Deux chercheurs WELBIO décrochent une bourse européenne "ERC Consolidator Grants"
16/12/2019

Deux chercheurs WELBIO de l’Université libre de Bruxelles viennent de décrocher une bourse européenne ERC Consolidator Grant, décernée par le Conseil Européen de la recherche. Leurs projets concernent la barrière hématoencéphalique et les bactéries multi-résistantes.

Ctrl-BBB : le filtre cérébral

Les vaisseaux sanguins du cerveau jouent un rôle de filtre : ils fournissent le cerveau en oxygène et en nutriments, mais bloquent aussi l'infiltration de cellules et de composés potentiellement toxiques. C'est la barrière hématoencélaphique (Blood-brain barrier, BBB) qui assure cette double fonction et garantit l'homéostasie cérébrale.

Dans son projet ERC Consolidator "Ctrl-BBB", Benoit Vanhollebeke, Investigateur WELBIO au Laboratoire de Signalisation Neurovasculaire (Faculté des Sciences, Biopark, et ULB Neuroscience Institute), va étudier la régulation complexe de cette barrière. Elle n’est en effet pas programmée génétiquement, mais résulte d’interactions multiples entre les cellules endothéliales des vaisseaux sanguins et les autres composants neurovasculaires. Ces dernières années, Benoit Vanhollebeke et son équipe ont développé de nouveaux modèles permettant une analyse génétique non-invasive des fonctions de la barrière hématoencéphalique.
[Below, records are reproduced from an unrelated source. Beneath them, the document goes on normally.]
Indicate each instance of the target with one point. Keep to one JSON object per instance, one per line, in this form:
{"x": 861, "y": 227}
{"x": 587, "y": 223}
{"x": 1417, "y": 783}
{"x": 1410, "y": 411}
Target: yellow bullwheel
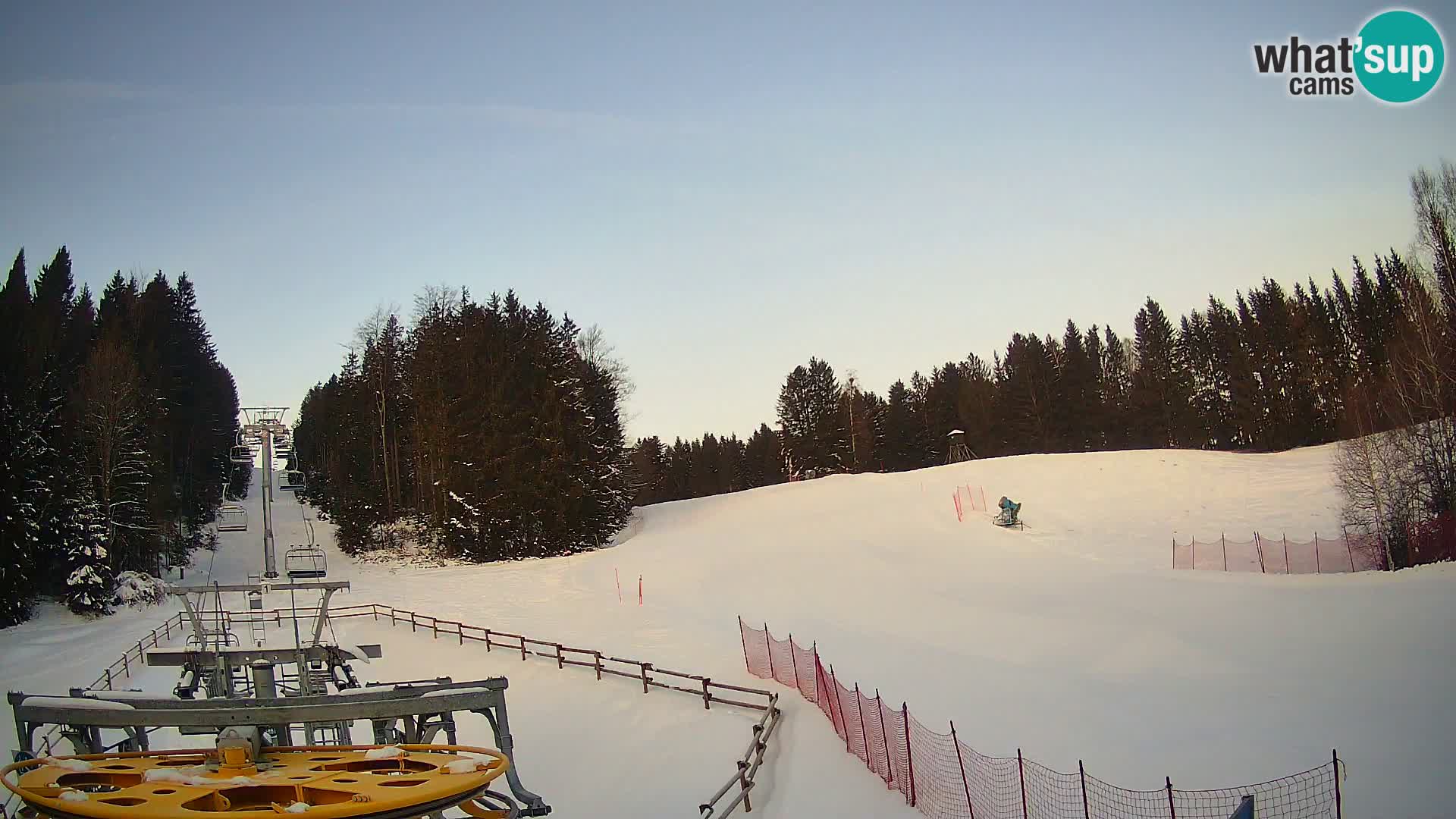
{"x": 356, "y": 781}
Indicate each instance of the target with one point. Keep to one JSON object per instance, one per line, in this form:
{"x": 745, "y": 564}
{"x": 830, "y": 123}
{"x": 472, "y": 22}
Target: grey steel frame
{"x": 422, "y": 719}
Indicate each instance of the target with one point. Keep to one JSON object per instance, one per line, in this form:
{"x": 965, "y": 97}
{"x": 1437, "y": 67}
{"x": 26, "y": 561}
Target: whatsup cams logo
{"x": 1395, "y": 57}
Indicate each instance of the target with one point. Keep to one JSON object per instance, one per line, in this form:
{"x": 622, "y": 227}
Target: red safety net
{"x": 1433, "y": 539}
{"x": 943, "y": 777}
{"x": 1283, "y": 556}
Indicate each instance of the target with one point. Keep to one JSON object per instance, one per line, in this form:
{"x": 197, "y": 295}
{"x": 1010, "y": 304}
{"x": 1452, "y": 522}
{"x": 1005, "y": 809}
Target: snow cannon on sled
{"x": 1009, "y": 513}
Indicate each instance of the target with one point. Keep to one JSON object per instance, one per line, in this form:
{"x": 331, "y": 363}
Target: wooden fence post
{"x": 767, "y": 648}
{"x": 880, "y": 706}
{"x": 743, "y": 637}
{"x": 840, "y": 700}
{"x": 1082, "y": 774}
{"x": 794, "y": 661}
{"x": 864, "y": 736}
{"x": 962, "y": 763}
{"x": 1021, "y": 776}
{"x": 905, "y": 717}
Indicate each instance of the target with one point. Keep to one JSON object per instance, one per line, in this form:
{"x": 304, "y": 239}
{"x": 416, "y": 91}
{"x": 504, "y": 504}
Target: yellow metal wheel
{"x": 356, "y": 781}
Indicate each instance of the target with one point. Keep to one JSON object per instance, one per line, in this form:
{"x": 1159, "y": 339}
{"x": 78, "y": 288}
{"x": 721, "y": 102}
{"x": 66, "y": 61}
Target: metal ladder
{"x": 256, "y": 626}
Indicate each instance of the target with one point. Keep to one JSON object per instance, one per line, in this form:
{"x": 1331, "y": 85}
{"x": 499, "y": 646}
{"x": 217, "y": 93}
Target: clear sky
{"x": 726, "y": 190}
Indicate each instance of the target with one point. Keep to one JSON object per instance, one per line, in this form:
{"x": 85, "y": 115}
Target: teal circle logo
{"x": 1400, "y": 55}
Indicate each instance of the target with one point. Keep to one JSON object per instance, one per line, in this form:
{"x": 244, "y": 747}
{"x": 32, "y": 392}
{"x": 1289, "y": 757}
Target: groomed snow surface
{"x": 1071, "y": 640}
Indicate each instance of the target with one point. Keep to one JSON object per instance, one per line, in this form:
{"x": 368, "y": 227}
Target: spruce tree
{"x": 89, "y": 579}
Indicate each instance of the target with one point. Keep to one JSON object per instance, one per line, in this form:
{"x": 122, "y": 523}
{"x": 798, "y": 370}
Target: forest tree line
{"x": 494, "y": 428}
{"x": 115, "y": 428}
{"x": 1274, "y": 369}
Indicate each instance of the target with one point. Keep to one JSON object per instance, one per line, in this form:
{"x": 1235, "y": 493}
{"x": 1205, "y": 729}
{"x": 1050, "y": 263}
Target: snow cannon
{"x": 328, "y": 781}
{"x": 1009, "y": 513}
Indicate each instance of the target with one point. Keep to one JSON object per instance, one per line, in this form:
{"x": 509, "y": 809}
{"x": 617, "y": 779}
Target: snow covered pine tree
{"x": 89, "y": 579}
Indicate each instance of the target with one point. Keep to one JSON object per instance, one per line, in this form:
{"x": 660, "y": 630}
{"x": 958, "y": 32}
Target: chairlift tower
{"x": 265, "y": 423}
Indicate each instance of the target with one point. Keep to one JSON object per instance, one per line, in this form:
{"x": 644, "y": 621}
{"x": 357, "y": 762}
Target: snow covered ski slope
{"x": 1069, "y": 640}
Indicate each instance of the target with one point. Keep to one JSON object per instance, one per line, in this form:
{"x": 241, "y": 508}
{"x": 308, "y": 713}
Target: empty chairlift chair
{"x": 232, "y": 518}
{"x": 305, "y": 563}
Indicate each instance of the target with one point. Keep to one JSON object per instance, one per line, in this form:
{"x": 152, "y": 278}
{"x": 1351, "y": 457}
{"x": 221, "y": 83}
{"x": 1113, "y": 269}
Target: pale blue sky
{"x": 726, "y": 191}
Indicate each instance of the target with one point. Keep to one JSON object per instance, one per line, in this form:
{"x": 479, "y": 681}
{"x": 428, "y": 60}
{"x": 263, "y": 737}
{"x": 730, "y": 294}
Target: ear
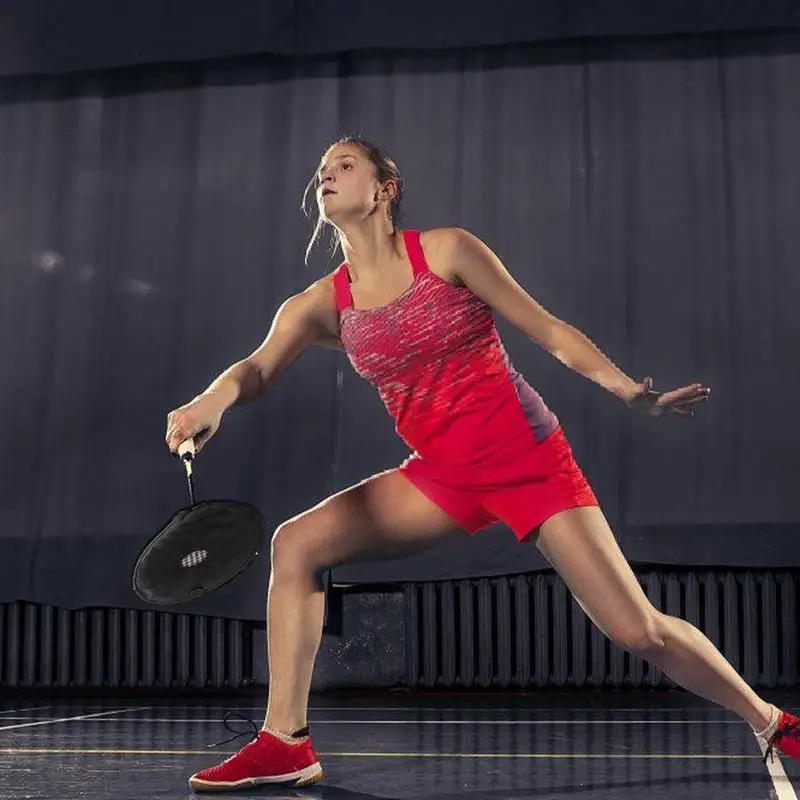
{"x": 389, "y": 190}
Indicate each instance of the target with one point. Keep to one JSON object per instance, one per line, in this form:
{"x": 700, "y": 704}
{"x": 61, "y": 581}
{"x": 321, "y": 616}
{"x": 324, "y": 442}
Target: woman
{"x": 414, "y": 314}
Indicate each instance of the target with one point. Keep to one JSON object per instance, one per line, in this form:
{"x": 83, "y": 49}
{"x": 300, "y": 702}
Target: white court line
{"x": 316, "y": 722}
{"x": 66, "y": 719}
{"x": 20, "y": 710}
{"x": 780, "y": 780}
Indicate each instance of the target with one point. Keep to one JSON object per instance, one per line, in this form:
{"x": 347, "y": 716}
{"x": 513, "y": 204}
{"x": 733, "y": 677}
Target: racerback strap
{"x": 341, "y": 283}
{"x": 341, "y": 280}
{"x": 415, "y": 254}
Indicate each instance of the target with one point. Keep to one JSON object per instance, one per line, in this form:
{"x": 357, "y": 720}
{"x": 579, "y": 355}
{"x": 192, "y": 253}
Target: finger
{"x": 693, "y": 400}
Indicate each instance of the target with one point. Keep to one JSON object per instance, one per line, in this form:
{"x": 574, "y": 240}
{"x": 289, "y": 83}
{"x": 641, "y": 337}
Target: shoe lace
{"x": 252, "y": 730}
{"x": 790, "y": 729}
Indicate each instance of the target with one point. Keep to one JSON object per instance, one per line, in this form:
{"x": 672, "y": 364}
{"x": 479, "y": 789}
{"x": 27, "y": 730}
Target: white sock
{"x": 773, "y": 724}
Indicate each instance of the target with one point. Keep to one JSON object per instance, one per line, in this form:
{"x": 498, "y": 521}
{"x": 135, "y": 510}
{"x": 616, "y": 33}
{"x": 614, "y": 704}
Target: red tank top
{"x": 437, "y": 361}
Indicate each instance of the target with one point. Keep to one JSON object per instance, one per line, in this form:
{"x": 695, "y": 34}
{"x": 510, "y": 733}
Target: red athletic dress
{"x": 486, "y": 447}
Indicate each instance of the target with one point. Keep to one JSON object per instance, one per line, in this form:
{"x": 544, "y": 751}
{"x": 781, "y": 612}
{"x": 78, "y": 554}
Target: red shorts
{"x": 523, "y": 491}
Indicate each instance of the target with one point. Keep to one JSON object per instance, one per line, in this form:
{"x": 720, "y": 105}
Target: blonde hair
{"x": 385, "y": 169}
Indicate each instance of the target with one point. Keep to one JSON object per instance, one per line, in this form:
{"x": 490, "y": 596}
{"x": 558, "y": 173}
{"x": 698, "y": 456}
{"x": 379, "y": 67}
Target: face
{"x": 346, "y": 183}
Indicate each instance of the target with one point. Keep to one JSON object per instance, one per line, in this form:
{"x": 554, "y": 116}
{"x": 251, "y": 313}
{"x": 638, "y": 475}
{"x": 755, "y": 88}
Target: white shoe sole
{"x": 303, "y": 777}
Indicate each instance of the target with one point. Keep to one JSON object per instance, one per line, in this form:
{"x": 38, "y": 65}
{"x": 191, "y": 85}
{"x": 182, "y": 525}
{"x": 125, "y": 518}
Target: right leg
{"x": 385, "y": 516}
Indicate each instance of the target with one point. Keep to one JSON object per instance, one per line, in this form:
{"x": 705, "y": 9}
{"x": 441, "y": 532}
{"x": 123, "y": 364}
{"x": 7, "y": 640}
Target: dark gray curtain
{"x": 149, "y": 228}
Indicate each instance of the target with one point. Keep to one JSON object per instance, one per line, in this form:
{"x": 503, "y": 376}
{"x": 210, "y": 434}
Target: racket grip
{"x": 186, "y": 450}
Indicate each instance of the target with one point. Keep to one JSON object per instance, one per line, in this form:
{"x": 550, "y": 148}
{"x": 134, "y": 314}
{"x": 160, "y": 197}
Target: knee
{"x": 645, "y": 638}
{"x": 292, "y": 552}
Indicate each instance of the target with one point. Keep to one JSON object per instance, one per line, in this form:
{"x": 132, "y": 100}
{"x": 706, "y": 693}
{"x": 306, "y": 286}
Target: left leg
{"x": 583, "y": 550}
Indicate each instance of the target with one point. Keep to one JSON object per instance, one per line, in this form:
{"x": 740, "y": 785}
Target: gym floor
{"x": 403, "y": 745}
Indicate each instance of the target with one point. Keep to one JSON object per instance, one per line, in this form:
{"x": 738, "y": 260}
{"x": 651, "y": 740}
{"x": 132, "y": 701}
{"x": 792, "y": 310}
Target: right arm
{"x": 304, "y": 320}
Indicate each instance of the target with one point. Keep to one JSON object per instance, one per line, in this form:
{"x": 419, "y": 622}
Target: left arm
{"x": 480, "y": 270}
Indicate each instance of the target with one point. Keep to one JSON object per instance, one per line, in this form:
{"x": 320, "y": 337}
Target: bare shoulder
{"x": 446, "y": 248}
{"x": 317, "y": 302}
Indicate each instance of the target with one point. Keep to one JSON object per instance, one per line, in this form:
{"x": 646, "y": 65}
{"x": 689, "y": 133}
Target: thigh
{"x": 581, "y": 547}
{"x": 384, "y": 516}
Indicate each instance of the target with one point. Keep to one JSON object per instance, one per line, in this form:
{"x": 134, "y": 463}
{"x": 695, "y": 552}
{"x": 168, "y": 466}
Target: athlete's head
{"x": 354, "y": 180}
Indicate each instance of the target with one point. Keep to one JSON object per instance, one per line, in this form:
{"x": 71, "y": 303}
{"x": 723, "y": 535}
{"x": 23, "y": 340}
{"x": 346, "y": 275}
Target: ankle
{"x": 288, "y": 735}
{"x": 765, "y": 727}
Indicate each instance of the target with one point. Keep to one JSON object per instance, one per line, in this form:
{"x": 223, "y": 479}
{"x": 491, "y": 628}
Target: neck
{"x": 369, "y": 250}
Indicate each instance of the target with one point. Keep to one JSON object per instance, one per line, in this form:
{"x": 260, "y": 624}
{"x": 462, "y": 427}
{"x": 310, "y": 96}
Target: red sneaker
{"x": 265, "y": 760}
{"x": 786, "y": 737}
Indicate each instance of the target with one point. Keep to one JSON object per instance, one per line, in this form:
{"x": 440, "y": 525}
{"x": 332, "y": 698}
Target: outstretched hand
{"x": 677, "y": 403}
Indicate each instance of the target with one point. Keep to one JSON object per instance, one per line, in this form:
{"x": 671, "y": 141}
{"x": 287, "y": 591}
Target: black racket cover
{"x": 199, "y": 549}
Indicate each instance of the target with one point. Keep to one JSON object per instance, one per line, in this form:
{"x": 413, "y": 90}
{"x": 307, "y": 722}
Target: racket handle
{"x": 186, "y": 450}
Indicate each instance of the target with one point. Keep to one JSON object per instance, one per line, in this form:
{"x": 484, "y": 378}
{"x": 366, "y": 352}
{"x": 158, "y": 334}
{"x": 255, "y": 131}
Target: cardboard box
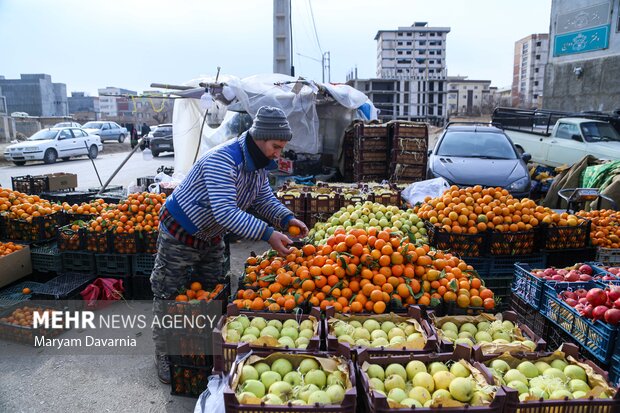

"Comprendre la régulation de la BBB est important pour en comprendre les dysfonctionnements associés à de nombreuses maladies cérébrovasculaires (AVC, glioblastome, maladies neurodégénératives). Cela permettrait aussi d’envisager de nouvelles approches thérapeutiques : la BBB reste le principal obstacle à la diffusion de médicaments au sein du système nerveux central", explique Benoit Vanhollebeke.

DiStRes : la chasse aux bactéries "superbugs"

Superbugs, c’est le nom donné aux bactéries multi-résistances, capables de résister aux traitements antibiotiques. Véritable problème de santé publique, ces résistances sont liées aux bactéries "persistantes", une portion de la population bactérienne tolérante aux antibiotiques et source de la résistance.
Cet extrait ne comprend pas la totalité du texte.